Besides all that, I was certain that I would be a terrible goddess.
“My thanks,” I said, begrudging even the gratitude. “But, no. I have held enough authority to know that I wish no more of it.”
She was gone with the sigh of a dying child, leaving me weeping atop a heap of broken stones and clutching at my belly to protect the baby within from everything.
After a while, Ponce, the pleasant young man from the Temple of Endurance, came to me where I sat listening to the breeze fuss among Marya’s ruins. He was winded, as if he’d been sprinting across the city. A spot of ash was smeared across his forehead.
“Another attack?” My words puffed white in the cold. It was then that I noticed that the pain in my chest and hand were gone as well. Had Desire taken them? I could not decide whether to curse or praise. Divine healing was rank bribery to one like me, who was supposed to learn from her mistakes. Memory of pain is an excellent teacher.

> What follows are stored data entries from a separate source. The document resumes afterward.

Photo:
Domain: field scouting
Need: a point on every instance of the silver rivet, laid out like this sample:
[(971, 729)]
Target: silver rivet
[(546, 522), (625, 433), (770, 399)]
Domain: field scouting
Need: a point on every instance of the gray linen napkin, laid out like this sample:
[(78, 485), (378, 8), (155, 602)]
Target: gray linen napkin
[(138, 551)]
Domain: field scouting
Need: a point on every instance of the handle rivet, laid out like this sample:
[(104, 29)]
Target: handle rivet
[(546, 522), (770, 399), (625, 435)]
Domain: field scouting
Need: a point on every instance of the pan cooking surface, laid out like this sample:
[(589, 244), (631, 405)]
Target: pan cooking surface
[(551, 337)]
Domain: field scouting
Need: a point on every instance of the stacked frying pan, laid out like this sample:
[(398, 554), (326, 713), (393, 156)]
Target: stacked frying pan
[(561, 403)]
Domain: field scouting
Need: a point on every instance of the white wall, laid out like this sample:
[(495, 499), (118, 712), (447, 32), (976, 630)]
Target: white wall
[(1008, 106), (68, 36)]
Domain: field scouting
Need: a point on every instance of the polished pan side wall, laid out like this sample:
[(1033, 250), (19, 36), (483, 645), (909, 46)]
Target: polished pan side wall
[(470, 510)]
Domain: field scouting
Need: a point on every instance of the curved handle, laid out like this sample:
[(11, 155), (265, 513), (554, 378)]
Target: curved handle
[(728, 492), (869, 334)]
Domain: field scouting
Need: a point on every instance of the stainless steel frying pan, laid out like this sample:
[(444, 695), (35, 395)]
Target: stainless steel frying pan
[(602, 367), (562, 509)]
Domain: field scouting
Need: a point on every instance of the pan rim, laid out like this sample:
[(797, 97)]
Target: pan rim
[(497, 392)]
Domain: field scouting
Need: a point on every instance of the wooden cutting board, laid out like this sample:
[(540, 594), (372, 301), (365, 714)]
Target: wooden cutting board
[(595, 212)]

“No.” Ponce stopped, bent with his hands just above his knees. He drew in several deep, shuddering breaths that steamed harder than mine. The scent of him was strong and musky, and tugged at a corner of my thoughts in an echo of Septio better left untouched in this moment. Some lingering aspect of Desire still upon me. Or an unfortunate taste on my part for young men of priestly vocation.